For what seems to be far too long, my mind has been left in the "On" position and running a thousand miles a minute. There's an overwhelming feeling of being antsy and truly second guessing most of the steps that I'm taking/making these days. I'm on an island all by myself, attempting to figure out how to get off of said island. IF I were to name this island, it would be called The Island of Uneasiness.
Have you ever had a feeling in your stomach that something was off, I mean your stomach was talking back and saying, "You know what, something is off"? It's sort of strange to imagine your stomach really talking back to you but the truth is something is telling me to slow down.
With an overactive mind, comes a lack of sleep and for far too long, I've had trouble closing my eyes and being okay within the darkness. In the coming weeks, we'll be entering the fall months and within these days, there will be all sorts of randomness, from Halloween to Thanksgiving. I'm over here dreading the idea of being alone during most of these days.
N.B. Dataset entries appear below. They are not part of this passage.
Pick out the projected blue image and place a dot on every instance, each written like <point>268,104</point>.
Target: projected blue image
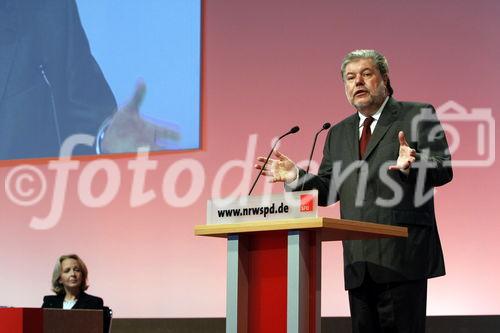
<point>159,42</point>
<point>81,77</point>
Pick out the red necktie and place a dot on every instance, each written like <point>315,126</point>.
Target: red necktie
<point>365,136</point>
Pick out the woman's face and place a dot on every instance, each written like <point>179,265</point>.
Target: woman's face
<point>71,274</point>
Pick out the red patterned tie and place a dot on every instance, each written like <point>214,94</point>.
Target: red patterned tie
<point>365,136</point>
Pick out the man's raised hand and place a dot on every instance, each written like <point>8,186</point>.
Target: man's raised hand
<point>406,157</point>
<point>281,169</point>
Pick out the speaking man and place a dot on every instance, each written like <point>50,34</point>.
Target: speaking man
<point>382,164</point>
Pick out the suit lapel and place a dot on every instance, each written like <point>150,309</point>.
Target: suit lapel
<point>386,120</point>
<point>354,140</point>
<point>8,40</point>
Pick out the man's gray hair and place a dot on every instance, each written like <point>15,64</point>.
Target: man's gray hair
<point>379,60</point>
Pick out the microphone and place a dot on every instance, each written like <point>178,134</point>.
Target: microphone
<point>325,127</point>
<point>293,130</point>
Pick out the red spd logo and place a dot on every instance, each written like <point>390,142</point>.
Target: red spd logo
<point>306,202</point>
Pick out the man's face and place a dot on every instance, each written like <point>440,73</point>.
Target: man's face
<point>365,87</point>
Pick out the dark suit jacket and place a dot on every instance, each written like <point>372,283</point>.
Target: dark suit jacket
<point>387,259</point>
<point>85,301</point>
<point>49,81</point>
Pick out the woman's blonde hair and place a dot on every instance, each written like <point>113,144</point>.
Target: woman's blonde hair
<point>57,286</point>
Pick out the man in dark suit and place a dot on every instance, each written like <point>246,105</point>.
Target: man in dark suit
<point>386,177</point>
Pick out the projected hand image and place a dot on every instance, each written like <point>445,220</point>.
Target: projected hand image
<point>128,130</point>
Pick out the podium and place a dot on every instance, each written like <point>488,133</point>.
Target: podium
<point>36,320</point>
<point>274,269</point>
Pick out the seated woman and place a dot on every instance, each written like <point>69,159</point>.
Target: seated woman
<point>69,282</point>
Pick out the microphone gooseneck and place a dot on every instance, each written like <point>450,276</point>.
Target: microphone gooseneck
<point>324,127</point>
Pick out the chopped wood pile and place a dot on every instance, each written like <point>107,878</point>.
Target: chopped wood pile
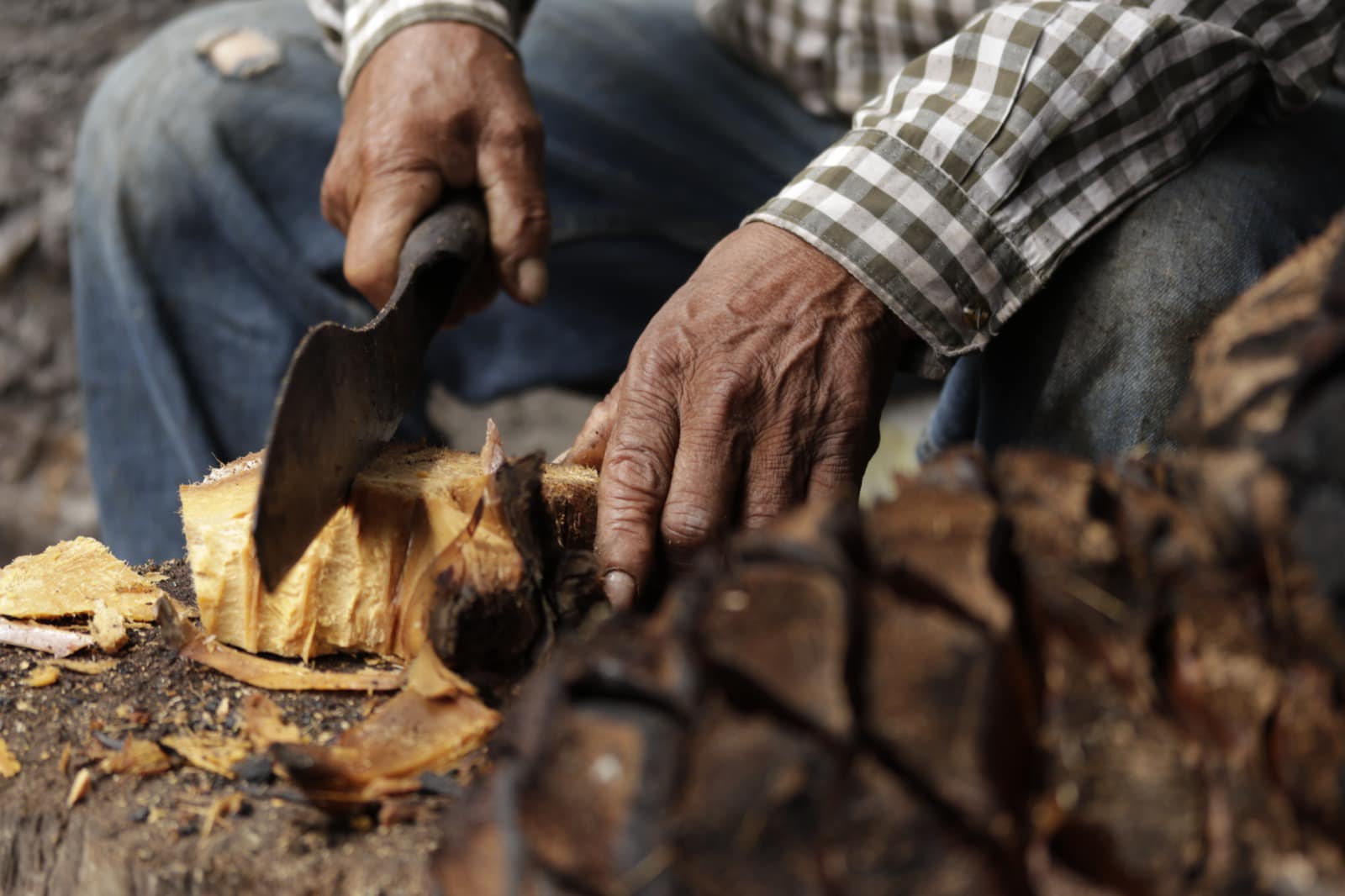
<point>1028,674</point>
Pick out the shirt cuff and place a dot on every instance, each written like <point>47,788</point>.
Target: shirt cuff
<point>373,22</point>
<point>914,237</point>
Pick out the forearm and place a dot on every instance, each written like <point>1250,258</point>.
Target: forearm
<point>986,161</point>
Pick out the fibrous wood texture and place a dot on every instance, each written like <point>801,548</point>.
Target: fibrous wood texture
<point>416,519</point>
<point>1026,674</point>
<point>71,579</point>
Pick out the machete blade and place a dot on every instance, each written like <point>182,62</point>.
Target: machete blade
<point>346,389</point>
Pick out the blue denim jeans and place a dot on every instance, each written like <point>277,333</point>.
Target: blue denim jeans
<point>201,256</point>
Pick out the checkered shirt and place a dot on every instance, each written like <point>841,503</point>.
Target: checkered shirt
<point>988,139</point>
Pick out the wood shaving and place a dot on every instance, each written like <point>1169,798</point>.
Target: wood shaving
<point>108,629</point>
<point>262,673</point>
<point>208,751</point>
<point>8,764</point>
<point>58,642</point>
<point>387,752</point>
<point>141,757</point>
<point>84,667</point>
<point>80,788</point>
<point>44,676</point>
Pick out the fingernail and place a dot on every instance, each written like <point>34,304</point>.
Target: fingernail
<point>531,280</point>
<point>619,588</point>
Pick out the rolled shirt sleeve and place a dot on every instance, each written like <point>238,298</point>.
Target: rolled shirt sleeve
<point>985,161</point>
<point>358,27</point>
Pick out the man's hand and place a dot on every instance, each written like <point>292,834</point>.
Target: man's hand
<point>757,387</point>
<point>439,105</point>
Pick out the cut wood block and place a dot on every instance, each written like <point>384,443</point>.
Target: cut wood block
<point>69,579</point>
<point>419,521</point>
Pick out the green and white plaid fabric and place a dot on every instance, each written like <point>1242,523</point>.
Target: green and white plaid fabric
<point>989,139</point>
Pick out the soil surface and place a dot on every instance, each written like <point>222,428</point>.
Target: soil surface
<point>132,835</point>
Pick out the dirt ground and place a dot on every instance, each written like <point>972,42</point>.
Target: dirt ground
<point>51,55</point>
<point>186,830</point>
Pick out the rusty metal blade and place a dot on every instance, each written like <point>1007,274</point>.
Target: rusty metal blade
<point>346,389</point>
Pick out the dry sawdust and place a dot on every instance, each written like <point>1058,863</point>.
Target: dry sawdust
<point>151,828</point>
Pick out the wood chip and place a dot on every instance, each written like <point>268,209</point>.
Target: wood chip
<point>58,642</point>
<point>387,752</point>
<point>141,757</point>
<point>80,788</point>
<point>264,724</point>
<point>262,673</point>
<point>44,676</point>
<point>8,764</point>
<point>208,751</point>
<point>66,579</point>
<point>108,629</point>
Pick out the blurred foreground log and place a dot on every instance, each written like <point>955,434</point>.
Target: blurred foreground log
<point>1029,674</point>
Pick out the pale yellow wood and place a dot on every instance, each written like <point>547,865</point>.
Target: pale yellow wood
<point>67,579</point>
<point>367,580</point>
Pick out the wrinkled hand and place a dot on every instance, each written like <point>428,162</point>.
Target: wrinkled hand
<point>439,105</point>
<point>757,387</point>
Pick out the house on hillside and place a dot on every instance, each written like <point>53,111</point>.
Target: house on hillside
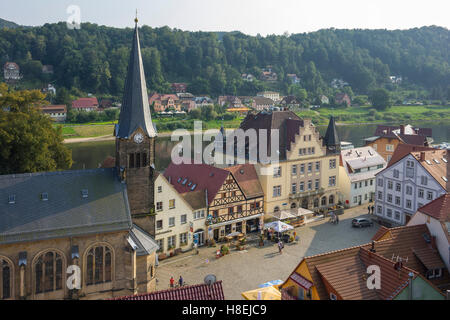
<point>57,113</point>
<point>85,104</point>
<point>342,98</point>
<point>11,72</point>
<point>179,87</point>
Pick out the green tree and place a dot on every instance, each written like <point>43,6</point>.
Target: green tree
<point>28,140</point>
<point>380,99</point>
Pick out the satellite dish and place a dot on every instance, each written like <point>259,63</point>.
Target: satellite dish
<point>210,279</point>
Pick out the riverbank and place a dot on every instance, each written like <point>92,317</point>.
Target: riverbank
<point>362,115</point>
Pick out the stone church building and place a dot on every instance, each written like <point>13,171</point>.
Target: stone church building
<point>99,222</point>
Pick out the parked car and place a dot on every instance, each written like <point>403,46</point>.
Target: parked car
<point>361,223</point>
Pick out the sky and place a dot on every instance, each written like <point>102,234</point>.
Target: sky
<point>248,16</point>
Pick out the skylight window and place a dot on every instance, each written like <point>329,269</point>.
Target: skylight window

Well, to be fair, I don't dress up for Halloween and I also don't like the idea of Thanksgiving, given various reasons, though I'll say that I dislike dry turkey and most things served out of a can, on this day. Somewhere, my sis is smiling and shaking her head about my disdain for canned food.
The days are getting shorter now, which means there is FADING LIGHT all around me. I love these days! It's within the darkness, I've learned to find my way and it's within the darkness, my light has shined the greatest. The truth is there's nothing perfect underneath the sun/moon but there are these moments, these little moments when everything lines up perfectly.
I'm simply attempting to live within the moment(s); perhaps you'll join me, here, or perhaps you'll insert yourselves into your own window of time.